If a shareholder qualifies for a QSBS exclusion, no documentation is required to be attached to the shareholder’s tax return to claim the exclusion. Rather, taxpayers must simply know to exclude the appropriate amount of income from the sale of their QSBS. It is also imperative that taxpayers maintain sufficient records to support their position if audited.

Although this article covers the basics, there are additional nuances in qualifying for and claiming a QSBS exclusion. For additional information or questions concerning the information covered in this article or any other issues related to QSBS or Section 1045 rollovers, please contact any of the authors or your usual Greenberg Glusker LLP contact.

 

[1]       Generally, 50% of the gain can be excluded for QSBS issued after August 10, 1993, and before February 18, 2009; 75% of the gain can be excluded for QSBS issued after February 17, 2009, and on or before September 27, 2010; and 100% for QSBS issued after September 27, 2010.

[2]       Based on the current 21% corporate tax rate.

[3]       This assumes a 30% rate (37% is the max tax rate with a 20% QBD coming out to roughly 30% individual tax rate).

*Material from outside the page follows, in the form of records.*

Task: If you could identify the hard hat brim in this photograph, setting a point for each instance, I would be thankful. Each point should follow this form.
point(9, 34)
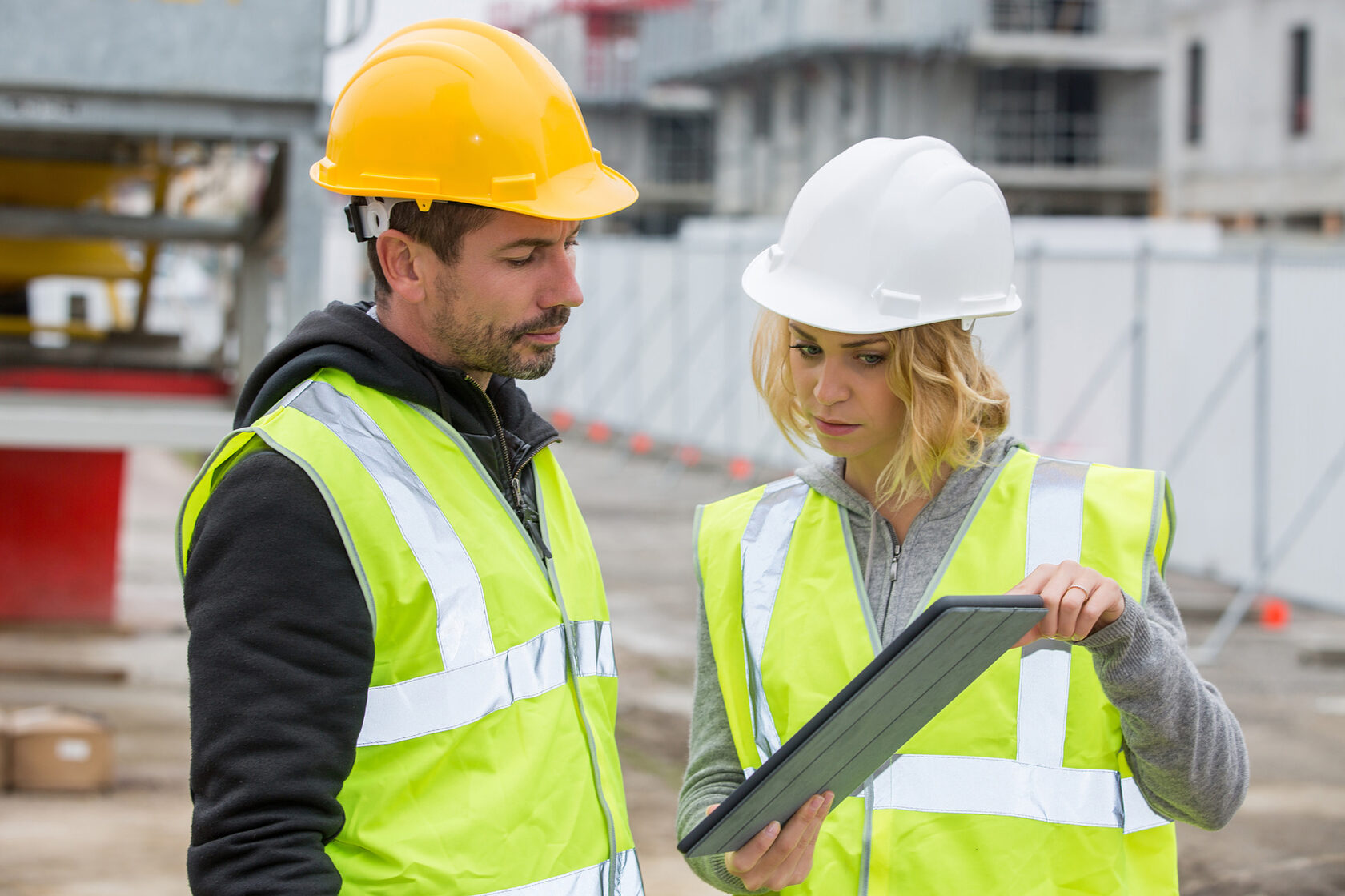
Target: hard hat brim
point(810, 299)
point(580, 194)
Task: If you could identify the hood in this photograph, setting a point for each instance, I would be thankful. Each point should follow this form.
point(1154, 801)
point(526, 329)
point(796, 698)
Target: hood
point(346, 338)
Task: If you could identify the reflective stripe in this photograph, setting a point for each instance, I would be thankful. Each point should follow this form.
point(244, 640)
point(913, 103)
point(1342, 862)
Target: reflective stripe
point(587, 882)
point(1034, 786)
point(765, 542)
point(462, 625)
point(460, 696)
point(1054, 534)
point(1054, 512)
point(1042, 702)
point(1139, 814)
point(971, 785)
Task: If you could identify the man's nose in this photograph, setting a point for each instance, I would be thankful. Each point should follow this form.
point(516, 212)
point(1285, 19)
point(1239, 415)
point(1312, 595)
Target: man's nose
point(564, 288)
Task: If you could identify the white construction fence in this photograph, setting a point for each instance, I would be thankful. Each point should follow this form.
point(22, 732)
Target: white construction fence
point(1222, 366)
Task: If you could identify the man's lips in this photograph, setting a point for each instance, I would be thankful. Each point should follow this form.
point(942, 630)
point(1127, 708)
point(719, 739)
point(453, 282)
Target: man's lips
point(545, 336)
point(833, 427)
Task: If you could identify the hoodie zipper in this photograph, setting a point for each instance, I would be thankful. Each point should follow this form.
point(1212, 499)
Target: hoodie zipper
point(532, 522)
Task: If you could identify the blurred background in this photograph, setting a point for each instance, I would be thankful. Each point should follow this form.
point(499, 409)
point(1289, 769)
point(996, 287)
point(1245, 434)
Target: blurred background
point(1176, 170)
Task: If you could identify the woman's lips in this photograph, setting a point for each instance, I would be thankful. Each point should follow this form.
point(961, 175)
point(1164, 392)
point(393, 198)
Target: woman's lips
point(833, 427)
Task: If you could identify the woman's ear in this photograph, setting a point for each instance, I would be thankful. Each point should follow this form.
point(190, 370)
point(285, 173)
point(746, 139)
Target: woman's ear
point(399, 257)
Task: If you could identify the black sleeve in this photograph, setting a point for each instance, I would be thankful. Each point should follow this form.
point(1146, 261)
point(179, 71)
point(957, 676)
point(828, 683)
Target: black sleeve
point(280, 657)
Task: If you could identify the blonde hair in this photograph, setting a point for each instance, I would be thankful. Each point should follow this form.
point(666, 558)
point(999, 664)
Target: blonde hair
point(955, 404)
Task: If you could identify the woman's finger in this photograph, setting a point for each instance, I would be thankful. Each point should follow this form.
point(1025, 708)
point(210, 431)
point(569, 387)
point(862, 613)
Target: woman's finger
point(743, 862)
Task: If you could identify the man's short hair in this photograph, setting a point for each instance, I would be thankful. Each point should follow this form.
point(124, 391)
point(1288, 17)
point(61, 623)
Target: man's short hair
point(441, 229)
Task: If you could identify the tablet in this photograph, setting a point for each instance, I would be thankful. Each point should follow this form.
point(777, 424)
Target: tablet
point(942, 652)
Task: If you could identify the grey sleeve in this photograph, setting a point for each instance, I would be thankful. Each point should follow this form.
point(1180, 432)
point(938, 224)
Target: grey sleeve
point(1182, 743)
point(712, 769)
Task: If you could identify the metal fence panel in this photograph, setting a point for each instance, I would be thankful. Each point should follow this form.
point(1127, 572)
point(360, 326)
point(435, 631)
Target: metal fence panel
point(1251, 440)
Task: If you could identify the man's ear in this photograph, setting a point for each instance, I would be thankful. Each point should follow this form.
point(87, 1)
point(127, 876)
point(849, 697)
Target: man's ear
point(401, 259)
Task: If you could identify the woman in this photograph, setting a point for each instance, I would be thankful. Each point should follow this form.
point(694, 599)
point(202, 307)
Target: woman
point(1063, 767)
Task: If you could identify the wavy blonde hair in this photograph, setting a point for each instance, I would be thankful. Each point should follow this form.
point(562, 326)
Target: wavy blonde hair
point(955, 404)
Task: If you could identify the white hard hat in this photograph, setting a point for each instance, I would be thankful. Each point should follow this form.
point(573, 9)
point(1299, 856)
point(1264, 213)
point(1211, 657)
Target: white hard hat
point(891, 235)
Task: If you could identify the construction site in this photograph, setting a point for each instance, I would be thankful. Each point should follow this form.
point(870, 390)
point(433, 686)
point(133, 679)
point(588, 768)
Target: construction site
point(1177, 223)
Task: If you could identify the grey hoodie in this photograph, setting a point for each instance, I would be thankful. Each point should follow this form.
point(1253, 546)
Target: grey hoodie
point(1182, 744)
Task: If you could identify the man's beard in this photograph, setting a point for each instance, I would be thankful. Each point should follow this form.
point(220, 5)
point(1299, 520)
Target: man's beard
point(480, 346)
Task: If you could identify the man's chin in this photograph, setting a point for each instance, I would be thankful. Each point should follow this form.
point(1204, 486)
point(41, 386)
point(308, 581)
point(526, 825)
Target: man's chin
point(533, 368)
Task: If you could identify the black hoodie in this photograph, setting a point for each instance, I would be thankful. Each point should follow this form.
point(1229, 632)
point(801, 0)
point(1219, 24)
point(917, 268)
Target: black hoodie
point(281, 646)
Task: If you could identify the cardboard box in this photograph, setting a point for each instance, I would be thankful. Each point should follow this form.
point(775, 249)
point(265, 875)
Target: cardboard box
point(55, 749)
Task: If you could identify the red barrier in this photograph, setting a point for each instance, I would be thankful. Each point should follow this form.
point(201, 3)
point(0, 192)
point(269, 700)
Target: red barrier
point(58, 533)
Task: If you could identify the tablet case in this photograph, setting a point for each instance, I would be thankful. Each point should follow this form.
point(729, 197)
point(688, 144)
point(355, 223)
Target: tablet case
point(942, 652)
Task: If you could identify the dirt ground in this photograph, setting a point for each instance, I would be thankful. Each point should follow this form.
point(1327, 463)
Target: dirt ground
point(1287, 688)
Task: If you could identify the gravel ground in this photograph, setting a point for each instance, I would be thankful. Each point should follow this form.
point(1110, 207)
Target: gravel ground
point(1287, 686)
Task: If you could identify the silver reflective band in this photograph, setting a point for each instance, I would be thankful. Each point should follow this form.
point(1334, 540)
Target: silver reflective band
point(1054, 512)
point(463, 626)
point(765, 542)
point(971, 785)
point(1054, 534)
point(587, 882)
point(1139, 814)
point(1042, 702)
point(460, 696)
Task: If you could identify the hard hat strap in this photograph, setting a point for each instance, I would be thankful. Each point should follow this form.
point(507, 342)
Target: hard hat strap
point(366, 217)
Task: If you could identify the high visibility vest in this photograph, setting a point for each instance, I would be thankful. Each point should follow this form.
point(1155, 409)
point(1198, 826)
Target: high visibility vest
point(1020, 786)
point(488, 759)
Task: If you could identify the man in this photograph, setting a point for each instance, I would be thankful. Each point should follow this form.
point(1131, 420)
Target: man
point(401, 666)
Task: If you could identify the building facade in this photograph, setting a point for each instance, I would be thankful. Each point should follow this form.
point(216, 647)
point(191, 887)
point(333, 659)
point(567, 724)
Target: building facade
point(1254, 113)
point(1056, 98)
point(658, 135)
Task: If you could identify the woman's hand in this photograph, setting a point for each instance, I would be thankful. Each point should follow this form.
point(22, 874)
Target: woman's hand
point(777, 858)
point(1079, 601)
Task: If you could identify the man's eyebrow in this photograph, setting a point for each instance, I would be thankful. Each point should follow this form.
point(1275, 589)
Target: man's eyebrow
point(533, 243)
point(856, 344)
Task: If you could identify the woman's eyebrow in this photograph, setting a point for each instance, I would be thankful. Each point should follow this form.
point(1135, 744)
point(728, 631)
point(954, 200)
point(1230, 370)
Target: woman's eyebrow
point(869, 340)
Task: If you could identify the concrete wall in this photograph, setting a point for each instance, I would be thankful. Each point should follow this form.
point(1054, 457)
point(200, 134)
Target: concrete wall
point(660, 346)
point(1247, 160)
point(237, 49)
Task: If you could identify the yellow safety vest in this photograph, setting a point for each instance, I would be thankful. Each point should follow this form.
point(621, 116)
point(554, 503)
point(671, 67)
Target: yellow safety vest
point(1020, 786)
point(488, 759)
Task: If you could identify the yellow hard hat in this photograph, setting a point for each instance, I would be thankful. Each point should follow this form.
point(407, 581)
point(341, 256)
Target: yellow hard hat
point(462, 110)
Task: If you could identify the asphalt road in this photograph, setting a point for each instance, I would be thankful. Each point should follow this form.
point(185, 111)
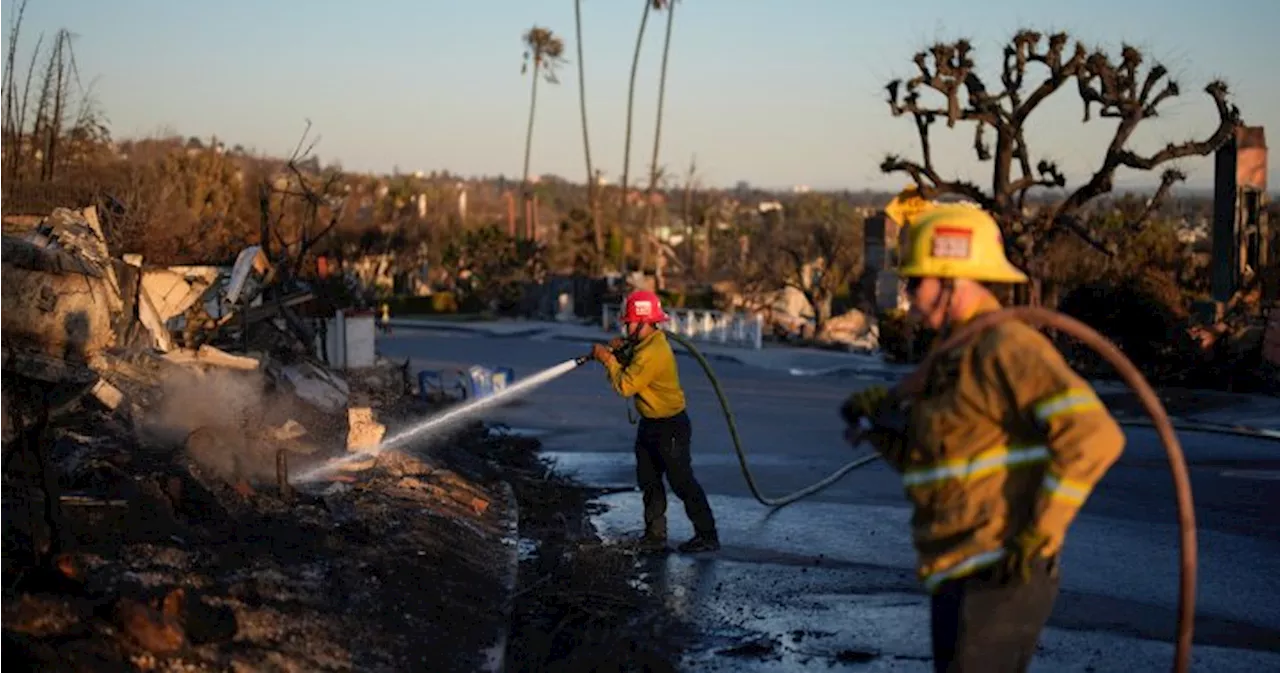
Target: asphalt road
point(827, 582)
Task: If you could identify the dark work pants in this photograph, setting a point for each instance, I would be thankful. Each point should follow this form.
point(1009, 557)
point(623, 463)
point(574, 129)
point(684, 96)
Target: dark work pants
point(663, 448)
point(986, 623)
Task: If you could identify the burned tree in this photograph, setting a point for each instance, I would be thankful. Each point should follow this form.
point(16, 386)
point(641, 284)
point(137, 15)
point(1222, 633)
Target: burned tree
point(816, 250)
point(1121, 90)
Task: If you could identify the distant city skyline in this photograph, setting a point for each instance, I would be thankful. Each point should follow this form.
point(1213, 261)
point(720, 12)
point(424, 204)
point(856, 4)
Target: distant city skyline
point(776, 95)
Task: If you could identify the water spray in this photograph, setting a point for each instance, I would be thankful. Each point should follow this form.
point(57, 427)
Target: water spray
point(442, 422)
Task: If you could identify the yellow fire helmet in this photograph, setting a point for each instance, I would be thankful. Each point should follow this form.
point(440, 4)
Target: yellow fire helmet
point(955, 241)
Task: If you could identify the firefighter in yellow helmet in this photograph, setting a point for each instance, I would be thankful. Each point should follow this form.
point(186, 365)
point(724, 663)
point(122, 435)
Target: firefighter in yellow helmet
point(997, 454)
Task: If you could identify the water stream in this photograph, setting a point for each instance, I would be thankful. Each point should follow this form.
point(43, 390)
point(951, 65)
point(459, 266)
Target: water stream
point(442, 422)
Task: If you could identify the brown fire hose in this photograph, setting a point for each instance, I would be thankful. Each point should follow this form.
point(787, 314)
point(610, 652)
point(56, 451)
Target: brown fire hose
point(914, 383)
point(1043, 317)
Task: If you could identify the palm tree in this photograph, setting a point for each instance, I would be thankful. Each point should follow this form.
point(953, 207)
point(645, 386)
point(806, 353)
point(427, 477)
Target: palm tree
point(547, 51)
point(586, 141)
point(657, 131)
point(631, 95)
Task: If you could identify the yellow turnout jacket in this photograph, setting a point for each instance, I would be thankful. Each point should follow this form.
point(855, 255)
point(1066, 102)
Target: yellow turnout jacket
point(1005, 435)
point(652, 378)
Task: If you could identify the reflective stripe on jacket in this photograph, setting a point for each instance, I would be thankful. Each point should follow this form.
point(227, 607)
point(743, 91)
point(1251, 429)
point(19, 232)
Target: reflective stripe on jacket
point(1005, 435)
point(652, 378)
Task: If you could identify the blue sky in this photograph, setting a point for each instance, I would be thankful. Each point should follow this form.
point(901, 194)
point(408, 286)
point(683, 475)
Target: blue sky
point(772, 92)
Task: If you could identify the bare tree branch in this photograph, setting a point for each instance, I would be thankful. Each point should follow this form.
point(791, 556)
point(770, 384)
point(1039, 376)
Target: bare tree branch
point(1119, 88)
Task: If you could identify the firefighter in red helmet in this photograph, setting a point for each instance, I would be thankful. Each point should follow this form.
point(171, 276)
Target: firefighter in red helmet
point(648, 374)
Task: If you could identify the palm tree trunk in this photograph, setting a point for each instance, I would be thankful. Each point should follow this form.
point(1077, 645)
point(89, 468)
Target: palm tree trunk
point(657, 131)
point(631, 95)
point(529, 147)
point(586, 142)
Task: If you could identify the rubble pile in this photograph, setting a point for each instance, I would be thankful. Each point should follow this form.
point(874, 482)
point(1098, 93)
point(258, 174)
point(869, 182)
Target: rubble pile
point(150, 422)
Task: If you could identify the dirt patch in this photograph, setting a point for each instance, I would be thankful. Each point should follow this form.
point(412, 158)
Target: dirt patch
point(580, 607)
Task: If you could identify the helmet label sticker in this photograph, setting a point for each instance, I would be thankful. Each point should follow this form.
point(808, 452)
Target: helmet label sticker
point(951, 243)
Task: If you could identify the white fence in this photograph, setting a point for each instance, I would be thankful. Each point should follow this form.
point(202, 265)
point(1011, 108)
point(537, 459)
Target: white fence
point(743, 330)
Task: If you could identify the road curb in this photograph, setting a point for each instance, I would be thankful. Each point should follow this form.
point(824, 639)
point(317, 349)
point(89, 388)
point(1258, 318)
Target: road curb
point(497, 662)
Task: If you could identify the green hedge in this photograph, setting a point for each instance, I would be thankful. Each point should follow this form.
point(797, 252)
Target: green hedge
point(439, 302)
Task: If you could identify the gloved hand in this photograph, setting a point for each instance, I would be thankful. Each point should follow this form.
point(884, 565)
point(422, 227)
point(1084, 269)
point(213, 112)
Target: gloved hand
point(1022, 554)
point(863, 404)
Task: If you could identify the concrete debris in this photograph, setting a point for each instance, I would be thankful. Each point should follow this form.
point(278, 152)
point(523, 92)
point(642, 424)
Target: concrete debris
point(365, 434)
point(173, 393)
point(318, 385)
point(289, 430)
point(108, 394)
point(214, 357)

[4]       Generally self-generated goodwill is not counted for purposes of the $50M gross asset test. However, when a company converts from an LLC to a C corporation, the goodwill generated during the time as an LLC is valued at FMV upon contribution for purposes of the gross asset test, and may therefore cause a company to exceed $50M in gross assets, and fail to qualify as a qualified small business.